The captain winced. The radio operator’s blood was still smeared across his face.

“Just get me Ivanov.”

“Aye, aye, sir,” Pushkin replied, his voice flat now. He didn’t say anything more.

The XO was on the other end of the line within minutes.

“Radio to captain. What is it, sir?”

Losenko decided he could give Ivanov a full report later, once they were safely at sea.

“We’ve taken heavy casualties,” he said tersely. “Rig the boat for an immediate departure.” He consulted his wristwatch, which was still set to Moscow time. It would be dark soon. “If we’re not back by dawn, leave without us. The boat is not safe here. This is occupied territory.”

“Casualties?” Ivanov said, and there was new anger in his voice. “Did you engage the enemy?” The hatred was audible even from dozens of kilometers away. “Was it the Americans?”

Losenko allowed himself a bitter smile.

“Not unless they bleed oil now.”

A computer malfunction....

“What?” Ivanov was understandably perplexed by the cryptic remark. “I don’t take your meaning, sir. Can you elaborate?”

Losenko wished there had been time to take a snapshot of one of the robots. How else was he to fully convey the horror they had faced? No longer pumped full of adrenalin, he suddenly found himself unbearably tired.

All those men, shot to ribbons... for what?

Gunfire jolted him from his lethargy. Bullets slammed into the rear door of the armored truck.

“Crap!” Grushka explained. “Guess they really want you Navy boys!”

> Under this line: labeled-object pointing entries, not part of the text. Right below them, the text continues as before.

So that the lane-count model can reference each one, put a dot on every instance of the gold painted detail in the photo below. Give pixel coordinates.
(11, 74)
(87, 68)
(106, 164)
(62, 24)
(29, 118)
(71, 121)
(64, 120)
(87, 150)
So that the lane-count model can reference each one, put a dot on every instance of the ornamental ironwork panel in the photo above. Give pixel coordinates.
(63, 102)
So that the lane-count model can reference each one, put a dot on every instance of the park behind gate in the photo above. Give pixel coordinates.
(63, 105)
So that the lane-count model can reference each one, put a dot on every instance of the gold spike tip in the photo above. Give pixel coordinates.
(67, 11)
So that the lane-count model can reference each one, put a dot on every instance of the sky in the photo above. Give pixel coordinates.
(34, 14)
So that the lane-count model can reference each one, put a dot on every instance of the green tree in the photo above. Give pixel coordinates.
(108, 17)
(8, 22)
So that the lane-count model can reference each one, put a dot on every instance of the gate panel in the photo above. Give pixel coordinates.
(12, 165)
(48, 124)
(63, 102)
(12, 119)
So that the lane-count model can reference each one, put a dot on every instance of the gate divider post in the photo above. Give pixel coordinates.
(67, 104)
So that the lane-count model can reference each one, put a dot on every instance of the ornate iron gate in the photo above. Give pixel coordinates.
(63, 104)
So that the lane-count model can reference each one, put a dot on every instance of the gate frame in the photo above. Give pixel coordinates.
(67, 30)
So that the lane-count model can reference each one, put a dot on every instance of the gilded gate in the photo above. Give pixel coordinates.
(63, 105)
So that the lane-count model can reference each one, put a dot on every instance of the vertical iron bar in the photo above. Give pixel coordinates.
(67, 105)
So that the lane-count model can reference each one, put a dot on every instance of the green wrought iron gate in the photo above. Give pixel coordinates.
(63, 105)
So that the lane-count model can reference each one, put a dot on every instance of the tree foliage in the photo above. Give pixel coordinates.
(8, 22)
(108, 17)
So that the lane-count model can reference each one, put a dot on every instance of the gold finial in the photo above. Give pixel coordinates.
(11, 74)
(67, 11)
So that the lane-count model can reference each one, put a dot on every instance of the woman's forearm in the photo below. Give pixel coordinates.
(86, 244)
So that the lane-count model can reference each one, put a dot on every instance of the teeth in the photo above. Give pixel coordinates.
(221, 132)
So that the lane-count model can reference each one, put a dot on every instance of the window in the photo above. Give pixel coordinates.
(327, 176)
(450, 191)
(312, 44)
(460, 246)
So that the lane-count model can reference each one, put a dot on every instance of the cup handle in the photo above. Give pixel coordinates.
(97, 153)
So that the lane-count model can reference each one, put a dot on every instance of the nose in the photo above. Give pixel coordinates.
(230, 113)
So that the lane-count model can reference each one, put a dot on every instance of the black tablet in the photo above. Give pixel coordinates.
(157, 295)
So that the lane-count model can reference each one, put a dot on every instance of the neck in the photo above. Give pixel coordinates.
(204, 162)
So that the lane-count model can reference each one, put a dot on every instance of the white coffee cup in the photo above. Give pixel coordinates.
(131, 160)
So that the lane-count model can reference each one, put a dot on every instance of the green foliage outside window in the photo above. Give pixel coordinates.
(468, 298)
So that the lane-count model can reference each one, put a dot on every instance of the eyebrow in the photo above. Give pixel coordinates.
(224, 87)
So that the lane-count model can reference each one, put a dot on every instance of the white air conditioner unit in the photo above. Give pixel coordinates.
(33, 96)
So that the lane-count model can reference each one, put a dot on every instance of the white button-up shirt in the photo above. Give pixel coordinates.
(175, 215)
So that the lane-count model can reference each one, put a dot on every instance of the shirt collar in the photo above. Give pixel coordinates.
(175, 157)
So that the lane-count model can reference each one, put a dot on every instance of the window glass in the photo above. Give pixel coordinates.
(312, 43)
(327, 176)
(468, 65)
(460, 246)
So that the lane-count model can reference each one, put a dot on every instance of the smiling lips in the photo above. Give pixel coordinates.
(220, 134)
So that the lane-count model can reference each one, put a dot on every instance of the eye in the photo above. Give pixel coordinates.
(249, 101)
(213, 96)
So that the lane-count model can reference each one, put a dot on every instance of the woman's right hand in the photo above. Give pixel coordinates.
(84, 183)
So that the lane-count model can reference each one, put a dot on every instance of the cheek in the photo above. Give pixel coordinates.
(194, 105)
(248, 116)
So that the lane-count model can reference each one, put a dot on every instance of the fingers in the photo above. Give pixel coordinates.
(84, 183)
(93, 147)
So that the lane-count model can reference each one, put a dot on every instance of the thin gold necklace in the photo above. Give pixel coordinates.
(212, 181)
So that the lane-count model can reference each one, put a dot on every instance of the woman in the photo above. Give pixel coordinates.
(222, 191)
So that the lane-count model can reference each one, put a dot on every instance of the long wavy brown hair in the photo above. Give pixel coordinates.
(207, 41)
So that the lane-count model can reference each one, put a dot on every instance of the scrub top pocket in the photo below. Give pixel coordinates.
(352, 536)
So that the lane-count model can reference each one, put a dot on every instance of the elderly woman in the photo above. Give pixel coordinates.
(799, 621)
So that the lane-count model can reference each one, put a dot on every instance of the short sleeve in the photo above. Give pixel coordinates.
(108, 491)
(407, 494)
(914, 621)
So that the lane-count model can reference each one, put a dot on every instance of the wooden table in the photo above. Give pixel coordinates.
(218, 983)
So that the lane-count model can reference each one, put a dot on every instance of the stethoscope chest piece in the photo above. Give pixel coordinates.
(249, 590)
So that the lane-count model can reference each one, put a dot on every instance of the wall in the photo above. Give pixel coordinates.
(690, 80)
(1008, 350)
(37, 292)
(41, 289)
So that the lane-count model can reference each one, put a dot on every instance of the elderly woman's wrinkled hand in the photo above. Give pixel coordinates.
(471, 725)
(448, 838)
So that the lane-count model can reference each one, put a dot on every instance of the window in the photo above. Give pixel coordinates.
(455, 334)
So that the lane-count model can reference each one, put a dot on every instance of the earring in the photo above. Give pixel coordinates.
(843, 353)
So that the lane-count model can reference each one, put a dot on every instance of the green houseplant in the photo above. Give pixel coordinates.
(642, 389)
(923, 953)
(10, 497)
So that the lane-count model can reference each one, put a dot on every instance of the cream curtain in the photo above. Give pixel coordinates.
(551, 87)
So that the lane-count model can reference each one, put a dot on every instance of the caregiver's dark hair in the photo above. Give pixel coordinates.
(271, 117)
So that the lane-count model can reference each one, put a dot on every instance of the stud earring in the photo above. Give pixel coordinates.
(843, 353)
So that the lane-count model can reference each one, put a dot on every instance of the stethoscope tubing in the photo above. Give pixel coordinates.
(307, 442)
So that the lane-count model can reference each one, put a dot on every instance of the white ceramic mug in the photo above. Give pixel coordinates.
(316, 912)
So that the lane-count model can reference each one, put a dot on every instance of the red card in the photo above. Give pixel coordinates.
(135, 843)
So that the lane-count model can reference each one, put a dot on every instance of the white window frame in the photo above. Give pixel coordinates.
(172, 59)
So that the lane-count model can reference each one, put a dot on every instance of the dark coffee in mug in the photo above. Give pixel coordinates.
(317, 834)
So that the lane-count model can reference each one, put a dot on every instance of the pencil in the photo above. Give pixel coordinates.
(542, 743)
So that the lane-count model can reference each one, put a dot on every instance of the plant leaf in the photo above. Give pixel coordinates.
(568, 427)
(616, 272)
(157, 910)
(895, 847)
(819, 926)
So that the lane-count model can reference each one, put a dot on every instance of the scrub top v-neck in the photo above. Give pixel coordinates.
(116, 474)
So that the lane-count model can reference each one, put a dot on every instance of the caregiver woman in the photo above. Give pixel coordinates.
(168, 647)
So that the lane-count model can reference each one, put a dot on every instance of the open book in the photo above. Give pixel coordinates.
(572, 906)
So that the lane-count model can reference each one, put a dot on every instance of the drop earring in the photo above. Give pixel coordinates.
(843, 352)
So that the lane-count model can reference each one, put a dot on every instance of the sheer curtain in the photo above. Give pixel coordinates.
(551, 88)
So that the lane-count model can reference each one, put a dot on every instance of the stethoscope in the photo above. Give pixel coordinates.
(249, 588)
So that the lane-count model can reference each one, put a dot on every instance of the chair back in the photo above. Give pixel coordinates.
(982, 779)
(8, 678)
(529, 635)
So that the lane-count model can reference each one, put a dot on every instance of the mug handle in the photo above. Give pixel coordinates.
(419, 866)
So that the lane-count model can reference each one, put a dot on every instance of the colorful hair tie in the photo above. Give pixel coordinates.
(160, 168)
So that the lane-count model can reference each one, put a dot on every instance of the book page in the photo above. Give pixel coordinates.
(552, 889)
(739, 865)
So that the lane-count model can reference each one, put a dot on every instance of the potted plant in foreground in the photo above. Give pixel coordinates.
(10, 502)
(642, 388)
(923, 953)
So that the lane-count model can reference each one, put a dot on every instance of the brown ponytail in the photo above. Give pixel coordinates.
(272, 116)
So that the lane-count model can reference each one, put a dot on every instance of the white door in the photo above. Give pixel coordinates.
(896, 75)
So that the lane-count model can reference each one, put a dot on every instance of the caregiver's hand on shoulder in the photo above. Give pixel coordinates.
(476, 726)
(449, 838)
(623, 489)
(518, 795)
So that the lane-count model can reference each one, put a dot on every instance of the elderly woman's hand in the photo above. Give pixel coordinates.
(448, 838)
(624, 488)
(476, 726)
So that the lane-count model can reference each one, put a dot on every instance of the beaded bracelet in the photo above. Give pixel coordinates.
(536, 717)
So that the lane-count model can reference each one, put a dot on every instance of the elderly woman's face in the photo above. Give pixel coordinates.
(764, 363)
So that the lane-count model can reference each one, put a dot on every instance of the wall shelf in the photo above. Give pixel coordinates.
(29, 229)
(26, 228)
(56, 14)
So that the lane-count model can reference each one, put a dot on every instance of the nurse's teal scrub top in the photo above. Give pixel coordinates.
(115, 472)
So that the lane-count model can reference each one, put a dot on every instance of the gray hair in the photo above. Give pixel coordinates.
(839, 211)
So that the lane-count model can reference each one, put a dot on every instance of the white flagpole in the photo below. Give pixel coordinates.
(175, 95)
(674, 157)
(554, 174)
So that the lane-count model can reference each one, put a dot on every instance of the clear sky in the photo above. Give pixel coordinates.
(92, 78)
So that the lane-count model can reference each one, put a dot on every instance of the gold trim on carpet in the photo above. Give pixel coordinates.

“I told you we should have left well enough alone,” Josef snarled. He pumped his shotgun. “Stupid old hag! You had to go looking for trouble!”

“Captain!” Ivanov blurted over the radio. “What is it? What’s happening?”

Losenko barked into the device. “Just get my boat ready to sail, Alexei! Captain out!”

More bullets hit the back door. It sounded like a machinegun. Losenko guessed that their attackers were trying to shoot out the truck’s tires.
A plausible strategy, despite the tires’ protective casings.
But how had the robots managed to catch up with a speeding truck? Surely their caterpillar treads weren’t capable of such speed?

“Who...?” he began.

Josef must have been wondering the same thing. He pounded the butt of his shotgun against the partition behind him and yelled at the driver. “Speak up, idiot! Who’s shooting at us now?”